# What tires to buy?



## Agoudine (Feb 19, 2005)

There is so many tire brands,a lot of choice and wide  price range.
I've never changed tires before, and most of you of course have much more experience,than I do. Please tell me what tires are good quality,lasting long and not very pricy?


----------



## mrnoname (Feb 24, 2005)

Agoudine said:


> There is so many tire brands,a lot of choice and wide  price range.
> I've never changed tires before, and most of you of course have much more experience,than I do. Please tell me what tires are good quality,lasting long and not very pricy?

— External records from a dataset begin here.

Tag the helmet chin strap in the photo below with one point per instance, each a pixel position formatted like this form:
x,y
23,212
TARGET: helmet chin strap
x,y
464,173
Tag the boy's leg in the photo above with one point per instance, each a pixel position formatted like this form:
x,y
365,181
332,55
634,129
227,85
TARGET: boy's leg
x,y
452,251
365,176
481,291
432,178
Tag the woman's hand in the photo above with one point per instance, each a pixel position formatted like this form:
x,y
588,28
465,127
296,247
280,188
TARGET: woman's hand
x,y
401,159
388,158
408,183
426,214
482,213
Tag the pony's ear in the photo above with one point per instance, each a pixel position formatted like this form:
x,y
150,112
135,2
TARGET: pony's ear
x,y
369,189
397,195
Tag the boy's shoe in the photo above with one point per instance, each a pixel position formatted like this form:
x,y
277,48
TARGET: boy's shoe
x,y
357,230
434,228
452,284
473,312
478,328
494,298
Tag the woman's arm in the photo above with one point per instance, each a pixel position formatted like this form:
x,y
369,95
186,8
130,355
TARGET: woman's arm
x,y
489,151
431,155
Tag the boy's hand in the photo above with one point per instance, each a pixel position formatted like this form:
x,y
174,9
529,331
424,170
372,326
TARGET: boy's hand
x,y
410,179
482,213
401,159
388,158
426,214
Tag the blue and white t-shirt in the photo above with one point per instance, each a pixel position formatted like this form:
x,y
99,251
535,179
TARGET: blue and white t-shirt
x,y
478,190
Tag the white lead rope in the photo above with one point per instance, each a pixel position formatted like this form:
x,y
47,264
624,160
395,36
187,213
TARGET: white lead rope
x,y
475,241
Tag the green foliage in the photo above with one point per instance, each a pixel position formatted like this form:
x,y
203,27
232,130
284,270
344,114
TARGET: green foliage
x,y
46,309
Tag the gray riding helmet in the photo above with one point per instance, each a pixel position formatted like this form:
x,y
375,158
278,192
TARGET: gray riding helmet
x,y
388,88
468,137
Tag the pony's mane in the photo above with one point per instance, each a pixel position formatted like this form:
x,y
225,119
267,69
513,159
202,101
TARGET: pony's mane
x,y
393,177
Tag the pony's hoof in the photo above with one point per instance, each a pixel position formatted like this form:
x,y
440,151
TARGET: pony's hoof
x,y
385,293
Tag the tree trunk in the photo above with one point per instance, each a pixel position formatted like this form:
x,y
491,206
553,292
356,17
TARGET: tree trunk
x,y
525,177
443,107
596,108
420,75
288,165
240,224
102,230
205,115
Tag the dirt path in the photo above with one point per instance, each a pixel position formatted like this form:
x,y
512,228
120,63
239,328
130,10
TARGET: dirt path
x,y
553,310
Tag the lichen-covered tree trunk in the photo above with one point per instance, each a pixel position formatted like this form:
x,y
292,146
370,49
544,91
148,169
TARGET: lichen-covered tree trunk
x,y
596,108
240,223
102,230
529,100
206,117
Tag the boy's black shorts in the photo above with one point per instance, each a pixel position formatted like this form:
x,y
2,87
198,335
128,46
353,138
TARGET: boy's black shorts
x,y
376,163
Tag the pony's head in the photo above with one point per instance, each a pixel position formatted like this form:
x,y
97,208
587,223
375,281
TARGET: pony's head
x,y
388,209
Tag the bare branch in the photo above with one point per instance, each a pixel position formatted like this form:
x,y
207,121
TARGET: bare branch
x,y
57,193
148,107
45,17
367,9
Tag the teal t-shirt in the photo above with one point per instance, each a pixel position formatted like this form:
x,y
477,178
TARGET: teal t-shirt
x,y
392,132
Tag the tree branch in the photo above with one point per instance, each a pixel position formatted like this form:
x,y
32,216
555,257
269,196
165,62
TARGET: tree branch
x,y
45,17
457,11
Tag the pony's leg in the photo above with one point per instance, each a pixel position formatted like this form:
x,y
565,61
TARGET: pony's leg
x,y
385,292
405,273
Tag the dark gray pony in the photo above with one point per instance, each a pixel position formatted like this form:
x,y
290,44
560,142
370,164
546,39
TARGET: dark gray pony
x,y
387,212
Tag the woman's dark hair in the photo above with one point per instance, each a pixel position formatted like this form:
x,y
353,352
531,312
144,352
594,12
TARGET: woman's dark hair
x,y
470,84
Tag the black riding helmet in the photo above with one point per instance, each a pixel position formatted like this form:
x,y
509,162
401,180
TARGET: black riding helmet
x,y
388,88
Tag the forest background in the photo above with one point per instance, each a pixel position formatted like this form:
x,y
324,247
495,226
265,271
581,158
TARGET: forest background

well depends on size, are yu buyin tires for yur stock wheels? or do yu hav aftermarket wheels? well if yu got aftermarket wheels go wit da wanli 1066 if yu can find them anymore,i had a set, was the best set of tires i ever owned. and i went from toyo proxes T1-S to the wanli's and they stomp em, but another good choice i think would be the nangkang's they are 62.50 each no shipping...


----------



## KA24Tech (Feb 2, 2004)

I like the Yokohama Avid Touring for an inexpensive ($50/ea.) long lasting All-Season tire and the Avid H4S for a great handling inexpensive ($60/ea.) All-Season tire. The stock size is 205/60R15 in case you need to call around or reference that.

Troy


----------



## Zac (Mar 10, 2004)

KA24Tech said:


> I like the Yokohama Avid Touring for an inexpensive ($50/ea.) long lasting All-Season tire and the Avid H4S for a great handling inexpensive ($60/ea.) All-Season tire. The stock size is 205/60R15 in case you need to call around or reference that.
> 
> Troy


The H4S is an all around great performer. IIRC it has a 500 treadwear (meaning it will last long long time!). My Mom has them on her car I find them good for dry, good for wet, and actually pretty decent for winter. 15k miles into having them, they show little visable wear too. This is definately a good investment/upgrade.


----------



## Agoudine (Feb 19, 2005)

Thank You all. 
I did not have any more time to shop for tires,so I went to Pepboys and got FUTURA Touring all-season tires for $58 each. They seam to be good. Nice traction on snow. Let's see how long they'll last.
P.S. By the way I liked service at Pepboys.


----------



## KA24Tech (Feb 2, 2004)

If you are happy that is all that really matters.

Troy


----------